Just a few weeks after Mylan’s CEO testified before Congress and understated the amount of money her company makes from a device that treats severe allergic reactions, the company is under fire again. This time, the Centers for Medicare and Medicaid Services has accused Mylan of misclassifying the drug in order to charge the government higher prices.
Despite warnings from CMS, a letter from Acting Director Andrew M. Slavitt accuses Mylan of continuing to list its EpiPen, an auto-injector that delivers a dose of epinephrine, as a generic drug despite the fact that the company enjoys Food and Drug Administration-mandated patent protection on the device. The incorrect classification appears to have cost the federal government more than $100 million in the last five years alone.

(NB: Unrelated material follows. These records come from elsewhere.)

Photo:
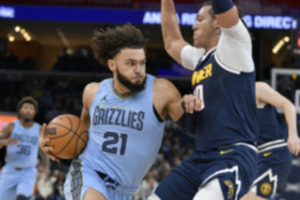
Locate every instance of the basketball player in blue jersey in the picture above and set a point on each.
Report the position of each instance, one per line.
(224, 162)
(125, 115)
(276, 142)
(21, 138)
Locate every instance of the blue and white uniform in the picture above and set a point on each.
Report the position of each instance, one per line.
(226, 127)
(18, 175)
(124, 139)
(274, 157)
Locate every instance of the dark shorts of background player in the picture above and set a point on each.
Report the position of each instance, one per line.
(278, 162)
(235, 166)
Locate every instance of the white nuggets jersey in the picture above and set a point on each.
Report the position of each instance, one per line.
(25, 154)
(125, 134)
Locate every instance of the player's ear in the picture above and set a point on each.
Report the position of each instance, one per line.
(111, 64)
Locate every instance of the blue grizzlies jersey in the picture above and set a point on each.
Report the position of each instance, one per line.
(25, 154)
(271, 125)
(229, 113)
(125, 134)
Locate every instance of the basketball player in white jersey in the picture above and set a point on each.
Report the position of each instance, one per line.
(18, 176)
(125, 116)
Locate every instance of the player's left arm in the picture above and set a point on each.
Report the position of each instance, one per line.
(268, 95)
(170, 103)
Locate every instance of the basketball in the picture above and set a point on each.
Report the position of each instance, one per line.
(68, 136)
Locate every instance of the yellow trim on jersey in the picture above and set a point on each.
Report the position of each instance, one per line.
(227, 151)
(268, 154)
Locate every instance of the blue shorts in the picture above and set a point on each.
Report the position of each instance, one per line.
(17, 181)
(81, 177)
(235, 167)
(274, 167)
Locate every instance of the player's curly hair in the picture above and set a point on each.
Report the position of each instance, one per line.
(213, 16)
(28, 99)
(106, 44)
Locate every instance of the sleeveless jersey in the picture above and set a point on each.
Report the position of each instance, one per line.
(229, 113)
(271, 125)
(125, 134)
(25, 154)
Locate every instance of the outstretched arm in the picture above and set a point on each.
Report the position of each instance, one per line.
(268, 95)
(226, 12)
(4, 136)
(172, 37)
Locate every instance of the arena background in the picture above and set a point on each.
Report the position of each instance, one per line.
(45, 52)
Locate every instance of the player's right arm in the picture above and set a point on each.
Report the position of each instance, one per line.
(172, 36)
(4, 136)
(88, 96)
(234, 51)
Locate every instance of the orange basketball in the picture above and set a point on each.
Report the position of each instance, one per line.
(68, 136)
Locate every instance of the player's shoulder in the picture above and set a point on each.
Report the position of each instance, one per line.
(162, 84)
(8, 128)
(259, 85)
(92, 85)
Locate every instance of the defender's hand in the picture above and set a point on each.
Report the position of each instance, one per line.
(43, 144)
(191, 103)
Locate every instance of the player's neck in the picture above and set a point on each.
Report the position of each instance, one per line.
(120, 89)
(26, 124)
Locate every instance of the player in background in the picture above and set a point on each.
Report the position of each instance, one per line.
(224, 163)
(276, 142)
(21, 138)
(125, 115)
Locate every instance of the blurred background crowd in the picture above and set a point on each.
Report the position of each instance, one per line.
(49, 57)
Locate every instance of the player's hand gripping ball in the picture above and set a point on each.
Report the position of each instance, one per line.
(68, 136)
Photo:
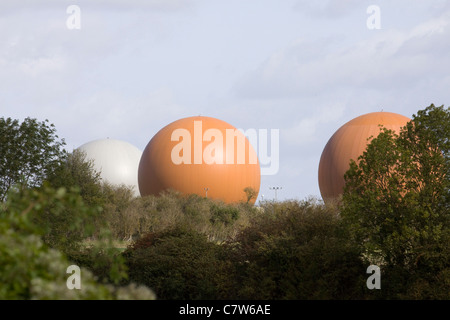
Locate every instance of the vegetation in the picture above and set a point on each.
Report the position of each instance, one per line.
(396, 206)
(394, 213)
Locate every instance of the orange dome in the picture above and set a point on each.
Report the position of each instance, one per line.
(200, 155)
(349, 142)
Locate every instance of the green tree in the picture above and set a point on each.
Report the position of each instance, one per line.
(75, 171)
(396, 204)
(28, 152)
(250, 193)
(178, 263)
(29, 268)
(296, 250)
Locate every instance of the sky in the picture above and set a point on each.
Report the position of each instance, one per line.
(301, 67)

“The Center for Medicaid and [Children’s Health Insurance Plan] Services in CMS has, on multiple occasions, provided guidance to the industry and Mylan on the proper classification of drugs and has expressly told Mylan that the product is incorrectly classified,” Slavitt wrote to Oregon Sen. Ron Wyden, the ranking Democrat on the Senate Finance Committee. “This incorrect classification has financial consequences for the amount that federal and state governments spend because it reduces the amount of quarterly rebates Mylan owes for EpiPen.”
Those consequences are significant, because Mylan should be giving a 23.1 percent discount to CMS on the drug, but has instead only delivered a 13 percent discount. The miscategorization appears to date to 1997.
The financial impact of incorrectly classifying the EpiPen as generic has increased dramatically in recent years, with Mylan’s controversial decision to drastically increase the price of the life-saving device. In 2011, according to CMS, a two-pack of the auto-injectors cost $170. By last year, Mylan had increased that price to $466. (That only reflects the price the company charges the federal government. Individual patients purchasing the device have seen price leap from around $100 in 2007 to $600 today.)
Data in the Slavitt letter show that in the last five years alone, Medicare and Medicaid have shelled out $1.3 billion on EpiPens, and the amount has grown enormously. The $487 million the government paid Mylan in 2015 is more than five and a half times as much as it paid the company in 2011.
Wyden and Rep. Frank Pallone, Jr., the New Jersey Democrat who is the ranking member of the House Energy and Commerce Committee, released a joint statement about the CMS letter on Wednesday.
“Today’s letter is more evidence that while Mylan irresponsibly raised the price of EpiPen; they were also bilking taxpayers out of millions of dollars,” they said. “Essential medicines like EpiPen are increasingly out of reach for families across the nation due to unjustified price hikes, and it’s high time for drug companies to take responsibility for their actions. We will ensure taxpayers get their due.”
How, exactly, the two lawmakers expect taxpayers to be made whole is unclear, but in his letter to lawmakers, CMS Acting Director Slavitt provided one possible avenue.
“When it comes to CMS' s attention that the manufacturer's categorization is incorrect, CMS notifies the manufacturer and tries to reach an agreement,” he wrote. “Manufacturers that fail to accurately report product and pricing data to the rebate program and pay insufficient rebates may be subject to liability under the False Claims Act, a penalty of up to $100,000 per item of false information under the Rebate Agreement, or other government actions or claims.”
Mylan shares, which trade on the Nasdaq stock exchange, have taken a beating since mid-August when the company came under fire for its pricing practices, and they were down again Thursday morning, to below $37 a share, their lowest level in three years.